Reputation: 343
I try to write Hive Sql like that
SELECT count(1), substr(date, 1, 4) as year
FROM ***
GROUP BY year
But Hive cannot recognize the alias name 'year', it complains that: FAILED: SemanticException [Error 10004]: Line 1:79 Invalid table alias or column reference 'year'
One solution(Hive: SELECT AS and GROUP BY) suggest to use 'GROUP BY substr(date, 1, 4)'.
It works! However in some cases the value I want to group by may be generated from multiple lines of hive function code, it's very ugly to write code like
SELECT count(1), func1(func2(..........................)) AS something
FROM ***
GROUP BY func1(func2(..........................))
Is there any clean way in Hive to do that? Any suggestions?
Upvotes: 13
Views: 23424
Reputation: 690
Specifying the position in Group By will solve your issue. This position number in Group By works even when SET hive.groupby.orderby.position.alias=true; (Hive 0.12)
SELECT count(1), substr(date, 1, 4) as year
FROM ***
GROUP BY 2;
Upvotes: 25
Reputation: 1093
In Hive 0.11.0 and later, columns can be specified by position if hive.groupby.orderby.position.alias is set to true (the default is false).

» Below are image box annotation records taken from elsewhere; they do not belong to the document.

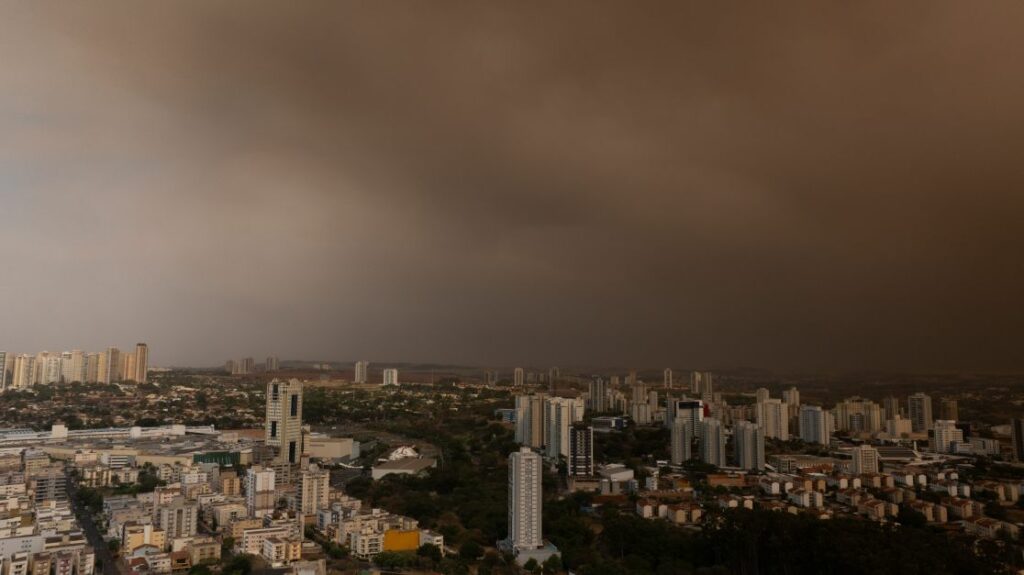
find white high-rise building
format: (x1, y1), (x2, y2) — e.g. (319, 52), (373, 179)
(103, 348), (122, 384)
(10, 353), (36, 390)
(352, 359), (370, 384)
(245, 466), (278, 518)
(932, 419), (964, 453)
(852, 444), (879, 475)
(568, 424), (594, 477)
(800, 405), (831, 445)
(590, 378), (608, 413)
(700, 417), (725, 468)
(754, 399), (790, 441)
(544, 397), (584, 458)
(263, 355), (281, 371)
(733, 422), (765, 471)
(906, 393), (932, 433)
(265, 380), (302, 463)
(782, 386), (800, 406)
(671, 417), (693, 466)
(508, 447), (544, 550)
(135, 343), (150, 384)
(296, 465), (331, 516)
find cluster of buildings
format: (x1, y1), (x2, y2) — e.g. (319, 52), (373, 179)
(0, 448), (95, 575)
(0, 343), (150, 391)
(499, 369), (1024, 557)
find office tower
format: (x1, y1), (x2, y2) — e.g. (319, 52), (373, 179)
(85, 353), (101, 384)
(568, 424), (594, 477)
(882, 395), (900, 421)
(508, 447), (544, 550)
(544, 397), (584, 458)
(665, 399), (705, 435)
(800, 405), (831, 445)
(121, 353), (137, 382)
(700, 417), (725, 468)
(352, 360), (370, 384)
(155, 496), (199, 540)
(590, 378), (608, 413)
(733, 422), (765, 471)
(852, 444), (879, 475)
(65, 349), (88, 382)
(103, 348), (121, 384)
(939, 398), (959, 422)
(296, 465), (331, 516)
(245, 466), (278, 518)
(133, 343), (150, 384)
(1010, 419), (1024, 462)
(835, 397), (884, 433)
(671, 417), (693, 466)
(782, 386), (800, 408)
(36, 351), (62, 385)
(264, 355), (281, 371)
(230, 357), (256, 375)
(10, 353), (36, 390)
(906, 393), (932, 433)
(754, 399), (790, 441)
(265, 380), (302, 463)
(932, 419), (964, 453)
(515, 394), (547, 448)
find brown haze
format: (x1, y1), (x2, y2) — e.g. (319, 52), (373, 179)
(0, 1), (1024, 368)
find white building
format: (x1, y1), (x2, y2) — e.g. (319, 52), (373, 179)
(733, 422), (765, 471)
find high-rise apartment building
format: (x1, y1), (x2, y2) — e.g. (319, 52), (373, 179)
(296, 465), (331, 516)
(508, 447), (544, 550)
(700, 417), (725, 468)
(800, 405), (831, 445)
(263, 355), (281, 371)
(670, 417), (693, 466)
(132, 343), (150, 384)
(265, 380), (302, 463)
(906, 393), (933, 433)
(852, 444), (879, 475)
(568, 424), (594, 477)
(932, 419), (964, 453)
(544, 397), (584, 458)
(245, 466), (276, 518)
(352, 360), (370, 384)
(733, 422), (765, 471)
(590, 378), (608, 413)
(782, 386), (800, 408)
(882, 395), (901, 422)
(939, 398), (959, 422)
(1010, 419), (1024, 462)
(754, 399), (790, 441)
(103, 348), (122, 384)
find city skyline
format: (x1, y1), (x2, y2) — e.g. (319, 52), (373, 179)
(0, 2), (1024, 370)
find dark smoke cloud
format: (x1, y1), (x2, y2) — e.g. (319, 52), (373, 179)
(0, 1), (1024, 368)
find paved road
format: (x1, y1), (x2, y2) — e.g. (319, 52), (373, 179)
(68, 485), (128, 575)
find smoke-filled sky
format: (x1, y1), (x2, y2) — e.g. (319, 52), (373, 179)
(0, 0), (1024, 369)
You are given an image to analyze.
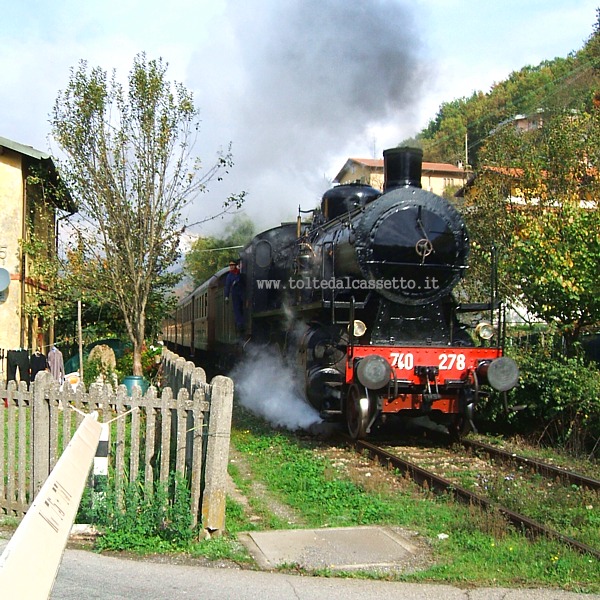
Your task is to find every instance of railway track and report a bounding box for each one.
[348,440,600,560]
[461,440,600,490]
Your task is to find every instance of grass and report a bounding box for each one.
[226,406,600,593]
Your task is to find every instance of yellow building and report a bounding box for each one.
[333,158,469,196]
[0,137,76,370]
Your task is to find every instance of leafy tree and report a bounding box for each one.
[184,214,255,285]
[467,111,600,350]
[50,53,243,375]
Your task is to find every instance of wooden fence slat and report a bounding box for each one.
[0,349,233,534]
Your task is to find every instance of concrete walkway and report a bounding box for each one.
[0,527,600,600]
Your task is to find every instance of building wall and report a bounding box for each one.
[0,150,24,350]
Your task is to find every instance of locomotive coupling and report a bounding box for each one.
[476,356,519,392]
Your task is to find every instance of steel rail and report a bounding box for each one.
[349,440,600,560]
[461,440,600,490]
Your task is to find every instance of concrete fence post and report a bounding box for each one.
[202,375,233,536]
[31,371,52,496]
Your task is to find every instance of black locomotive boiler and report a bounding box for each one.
[165,148,519,438]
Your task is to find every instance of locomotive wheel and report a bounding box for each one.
[346,384,371,440]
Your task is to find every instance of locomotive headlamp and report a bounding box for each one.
[356,354,391,390]
[475,321,494,340]
[352,319,367,337]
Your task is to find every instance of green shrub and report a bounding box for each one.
[478,344,600,455]
[78,473,198,553]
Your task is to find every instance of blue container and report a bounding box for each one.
[122,375,150,396]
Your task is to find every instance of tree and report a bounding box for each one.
[467,111,600,351]
[184,214,255,286]
[50,53,244,375]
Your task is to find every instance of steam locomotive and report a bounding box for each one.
[164,148,519,438]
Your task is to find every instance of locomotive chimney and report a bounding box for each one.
[383,147,423,192]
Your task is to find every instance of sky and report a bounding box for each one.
[0,0,600,235]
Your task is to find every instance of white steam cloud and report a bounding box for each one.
[230,348,321,431]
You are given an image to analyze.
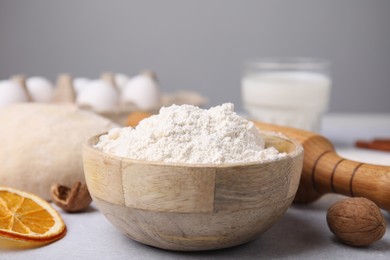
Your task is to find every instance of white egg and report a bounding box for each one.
[26,77,54,102]
[121,74,160,111]
[114,73,129,91]
[73,77,91,94]
[76,80,119,112]
[0,80,27,107]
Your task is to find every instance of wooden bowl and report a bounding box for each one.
[83,133,303,251]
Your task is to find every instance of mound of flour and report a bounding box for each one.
[95,103,286,164]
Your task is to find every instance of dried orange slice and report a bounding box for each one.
[0,187,66,244]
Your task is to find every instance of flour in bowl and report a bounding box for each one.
[95,103,286,164]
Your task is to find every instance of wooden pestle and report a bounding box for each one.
[255,122,390,211]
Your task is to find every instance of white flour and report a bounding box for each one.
[95,103,286,164]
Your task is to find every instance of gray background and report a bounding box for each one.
[0,0,390,113]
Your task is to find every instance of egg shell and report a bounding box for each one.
[114,73,129,90]
[121,74,160,111]
[76,80,119,112]
[0,80,28,107]
[73,77,91,94]
[26,77,54,102]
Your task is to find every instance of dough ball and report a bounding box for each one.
[0,103,118,200]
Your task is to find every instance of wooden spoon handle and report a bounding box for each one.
[311,151,390,211]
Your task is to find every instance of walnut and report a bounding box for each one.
[326,198,386,246]
[51,182,92,212]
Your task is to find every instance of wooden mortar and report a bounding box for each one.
[255,122,390,211]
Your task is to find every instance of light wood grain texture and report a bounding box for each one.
[256,122,390,210]
[83,134,303,250]
[10,74,33,102]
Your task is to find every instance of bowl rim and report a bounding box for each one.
[83,131,304,168]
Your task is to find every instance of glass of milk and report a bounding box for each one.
[241,58,331,132]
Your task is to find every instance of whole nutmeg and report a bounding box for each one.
[50,181,92,212]
[326,198,386,246]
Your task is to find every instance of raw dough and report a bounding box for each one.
[0,103,118,200]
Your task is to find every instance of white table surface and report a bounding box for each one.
[0,115,390,259]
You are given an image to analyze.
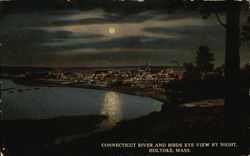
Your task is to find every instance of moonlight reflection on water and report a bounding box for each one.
[101,92,122,128]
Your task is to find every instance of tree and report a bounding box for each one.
[196,45,214,72]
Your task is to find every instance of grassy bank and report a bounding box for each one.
[1,115,107,155]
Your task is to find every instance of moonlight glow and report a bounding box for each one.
[108,27,115,34]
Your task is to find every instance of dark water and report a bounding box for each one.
[1,80,162,124]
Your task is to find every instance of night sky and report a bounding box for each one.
[0,0,250,67]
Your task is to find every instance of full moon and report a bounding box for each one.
[108,27,115,34]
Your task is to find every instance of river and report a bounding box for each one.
[1,80,162,127]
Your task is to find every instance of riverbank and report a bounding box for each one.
[1,115,108,155]
[10,80,166,103]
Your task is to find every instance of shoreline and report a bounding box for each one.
[7,79,166,104]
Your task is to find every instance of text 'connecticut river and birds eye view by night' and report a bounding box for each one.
[0,0,250,156]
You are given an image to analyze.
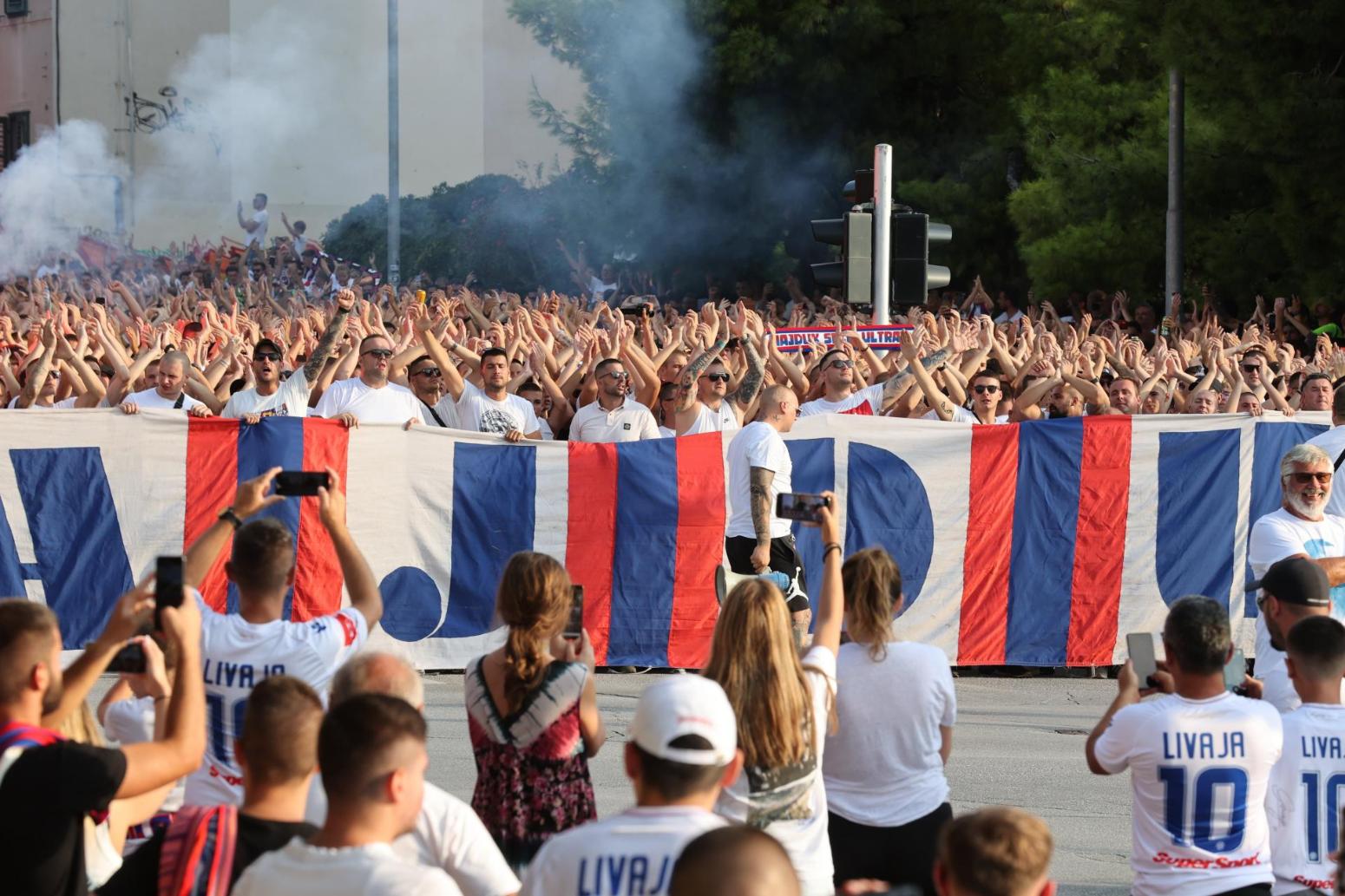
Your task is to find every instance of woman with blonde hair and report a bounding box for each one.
[822,547,958,894]
[463,550,607,872]
[705,493,842,896]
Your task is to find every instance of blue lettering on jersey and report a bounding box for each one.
[1164,730,1247,759]
[575,855,672,896]
[1298,735,1345,759]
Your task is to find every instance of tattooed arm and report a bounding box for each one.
[748,467,775,572]
[304,289,355,385]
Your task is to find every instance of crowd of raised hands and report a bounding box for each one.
[0,258,1345,425]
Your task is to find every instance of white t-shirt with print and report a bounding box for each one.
[714,646,837,896]
[1247,507,1345,712]
[724,420,794,538]
[121,389,205,410]
[230,837,463,896]
[521,806,725,896]
[184,592,369,806]
[446,381,542,436]
[1093,691,1283,896]
[220,370,312,417]
[313,376,421,424]
[799,382,883,417]
[1266,703,1345,896]
[822,640,958,827]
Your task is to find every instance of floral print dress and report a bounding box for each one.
[464,657,597,871]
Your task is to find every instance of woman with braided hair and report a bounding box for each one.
[463,550,607,872]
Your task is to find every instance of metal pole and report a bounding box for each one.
[871,142,892,324]
[1164,69,1186,315]
[387,0,402,286]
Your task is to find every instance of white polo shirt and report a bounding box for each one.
[570,397,659,441]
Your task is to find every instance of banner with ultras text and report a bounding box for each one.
[0,410,1341,669]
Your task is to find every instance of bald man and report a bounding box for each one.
[120,351,211,417]
[323,650,519,896]
[668,825,800,896]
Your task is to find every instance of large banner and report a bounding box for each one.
[0,410,1328,669]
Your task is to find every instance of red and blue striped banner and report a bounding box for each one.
[0,412,1326,669]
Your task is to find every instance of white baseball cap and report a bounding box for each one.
[629,676,738,766]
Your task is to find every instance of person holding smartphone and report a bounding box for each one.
[724,385,812,638]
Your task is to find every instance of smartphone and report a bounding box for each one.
[775,491,831,522]
[276,469,331,498]
[1224,650,1247,690]
[154,557,181,630]
[1125,631,1157,688]
[108,643,145,673]
[561,585,584,640]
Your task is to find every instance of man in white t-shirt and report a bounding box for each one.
[1245,557,1332,713]
[323,650,519,896]
[220,289,355,424]
[183,467,384,806]
[446,343,542,441]
[1247,445,1345,710]
[118,351,211,417]
[570,358,659,441]
[313,332,421,429]
[1084,598,1283,896]
[1308,386,1345,517]
[724,385,812,631]
[522,676,743,896]
[1266,616,1345,896]
[232,694,462,896]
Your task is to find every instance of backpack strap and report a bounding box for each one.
[157,806,238,896]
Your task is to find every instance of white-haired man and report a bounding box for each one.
[1247,445,1345,710]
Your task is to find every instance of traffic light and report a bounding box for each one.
[890,212,952,305]
[812,212,873,305]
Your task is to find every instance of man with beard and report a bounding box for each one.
[313,334,421,429]
[1247,445,1345,699]
[0,583,206,896]
[220,289,355,424]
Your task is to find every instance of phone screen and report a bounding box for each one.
[1125,631,1157,688]
[561,585,584,640]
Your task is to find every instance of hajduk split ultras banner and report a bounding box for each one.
[0,410,1328,669]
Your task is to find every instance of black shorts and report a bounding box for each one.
[724,535,810,613]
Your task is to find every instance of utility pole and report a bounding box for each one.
[871,142,892,324]
[1164,68,1186,315]
[387,0,402,286]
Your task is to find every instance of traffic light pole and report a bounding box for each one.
[871,142,892,324]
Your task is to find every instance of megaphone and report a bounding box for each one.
[714,566,791,604]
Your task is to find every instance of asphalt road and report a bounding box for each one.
[425,674,1130,896]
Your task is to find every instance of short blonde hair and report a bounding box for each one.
[939,806,1053,896]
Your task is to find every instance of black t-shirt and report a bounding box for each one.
[98,813,318,896]
[0,740,127,896]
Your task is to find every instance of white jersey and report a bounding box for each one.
[521,806,726,896]
[1093,693,1283,896]
[220,369,312,417]
[1247,507,1345,712]
[184,592,369,806]
[1266,703,1345,896]
[680,398,743,436]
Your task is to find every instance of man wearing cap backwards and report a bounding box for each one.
[1247,445,1345,709]
[1247,557,1332,713]
[521,676,743,896]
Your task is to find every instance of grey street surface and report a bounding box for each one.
[425,674,1130,896]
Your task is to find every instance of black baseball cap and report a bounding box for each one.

So setting set hive.groupby.orderby.position.alias=true;
in your .hql (or .hiverc for a permanent solution) will do the trick and then you can type group by 2
for the above example.
Source: hive language manual
Upvotes: 9
Reputation: 4391
One solution that comes to mind is put GROUP BY
to outer query:
SELECT count(*) , year FROM
(
SELECT substr(date, 1, 4) as year FORM ***
) inner
GROUP BY year
GL!
Upvotes: 0